Years of training of Vajpayee's alma mater -- the RSS -- would have wanted that no hardened terrorists be released, that the government should have taken a leaf out of Israel and ordered commando operation.

Yet, Vajpayee seemingly wilted. He sent emissaries to hold talks with terrorists. And, in the end, he accepted all demands of the Pakistan backed terrorists. He didn't want to be an iron man of India. He just wanted his men and women safe and back in the country. For him, no price was big enough to secure the human lives. And, thus, Vajpayee, baring his soft core, revealed his undying trust in the virtue of humanism, and realism.

IT'S often said that to err is human, and repeating same mistake again and again is a hallmark of the highest order of stupidity. But Vajpayee didn't free himself from succumbing to string of judgmental errors, so as to say, to keep trying for a breakthrough in India's relations with Pakistan. 

In contrast, Dr Manmohan Singh displayed a consistent policy of maintaining a long distance with Pakistan, and never fell for any of the trappings, which occasionally blow in with western winds.
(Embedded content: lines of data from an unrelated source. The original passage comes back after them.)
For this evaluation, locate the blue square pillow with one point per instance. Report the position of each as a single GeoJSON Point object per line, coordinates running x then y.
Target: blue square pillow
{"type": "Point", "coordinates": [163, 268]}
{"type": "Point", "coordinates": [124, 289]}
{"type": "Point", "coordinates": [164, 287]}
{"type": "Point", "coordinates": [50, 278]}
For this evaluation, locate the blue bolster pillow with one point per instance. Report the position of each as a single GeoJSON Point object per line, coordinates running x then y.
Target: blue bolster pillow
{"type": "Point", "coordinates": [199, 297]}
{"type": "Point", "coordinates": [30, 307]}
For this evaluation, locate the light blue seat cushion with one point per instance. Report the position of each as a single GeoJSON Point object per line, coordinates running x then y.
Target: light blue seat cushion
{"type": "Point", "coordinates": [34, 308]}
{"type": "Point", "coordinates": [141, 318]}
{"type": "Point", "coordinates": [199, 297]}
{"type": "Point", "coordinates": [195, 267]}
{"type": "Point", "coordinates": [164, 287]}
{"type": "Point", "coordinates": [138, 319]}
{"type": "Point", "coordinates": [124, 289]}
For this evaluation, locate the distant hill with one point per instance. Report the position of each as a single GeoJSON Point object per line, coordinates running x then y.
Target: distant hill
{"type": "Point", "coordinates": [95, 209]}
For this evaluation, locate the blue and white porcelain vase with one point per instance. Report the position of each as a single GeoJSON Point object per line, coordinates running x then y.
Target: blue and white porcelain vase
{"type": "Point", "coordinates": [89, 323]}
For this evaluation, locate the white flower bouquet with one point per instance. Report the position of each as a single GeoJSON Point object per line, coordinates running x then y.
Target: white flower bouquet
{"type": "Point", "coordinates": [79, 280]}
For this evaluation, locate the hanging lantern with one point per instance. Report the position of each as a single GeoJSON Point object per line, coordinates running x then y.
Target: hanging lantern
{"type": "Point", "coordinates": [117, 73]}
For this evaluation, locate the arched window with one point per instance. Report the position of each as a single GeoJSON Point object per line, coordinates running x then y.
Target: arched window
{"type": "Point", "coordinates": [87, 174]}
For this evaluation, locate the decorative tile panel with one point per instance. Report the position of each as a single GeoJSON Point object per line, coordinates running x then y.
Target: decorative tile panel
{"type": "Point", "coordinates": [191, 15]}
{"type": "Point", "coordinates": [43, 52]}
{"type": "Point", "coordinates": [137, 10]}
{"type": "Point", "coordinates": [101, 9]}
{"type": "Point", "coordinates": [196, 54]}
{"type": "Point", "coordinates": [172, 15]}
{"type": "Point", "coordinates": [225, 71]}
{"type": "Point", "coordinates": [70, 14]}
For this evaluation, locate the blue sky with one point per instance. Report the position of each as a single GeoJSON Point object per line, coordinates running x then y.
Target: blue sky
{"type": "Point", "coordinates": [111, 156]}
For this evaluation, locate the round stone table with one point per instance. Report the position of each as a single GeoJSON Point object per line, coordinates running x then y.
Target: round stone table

Dr Singh was unaffected by a posse of intelligentsia in New Delhi, who hop from one event to another to showcase their pipedream for peace with Pakistan.

But Vajpayee fell for such trappings. He hopped on to a bus for trip to Lahore with Shatrughan Sinha as a companion. He hosted General Pervez Musharraff. He allowed safe passage to Pakistani Army regulars trapped on Kargil hills despite hundreds of Indian Jawans laying down their lives to wrest the honour back.

That Vajpayee defied all warnings to connect with Pakistan was ostensibly for the reason that he was a humanist at the core. He, indeed, believed that neighbours must be friends.    

VAJAPAYEE could defy protestations from within the saffron camp against privatisation of public sector units -- not just loss making, but even those who made profits. That he could lord over the one and only instance of the government showing spine to put in practice the maxim that "government has no business to be in business" was also for the reason that he had been a realist.

Paying homage to Veer Savarkar once, Vajpayee had given a loud statement of his being a realist. "Kavita aur bhranti to sath sath chal sakti hai, par kavita aur kranti ka sath chalna bahut mushkil hai (Poetry and confusion can go along, but not poetry and revolution)," Vajpayee had said, while describing the multi-faceted personality of Savarkar. He said so at a stage where he had been introduced as a poet.

The revolution that Vajpayee talked about was change in the society which could lead to transformation of the country.

AND, such changes, are most often brought about by a leadership sworn in to realism who painstakingly takes steps with aims to lay bridges for transformation. And, Vajpayee, indeed, took giant steps for India's qualitative transformation.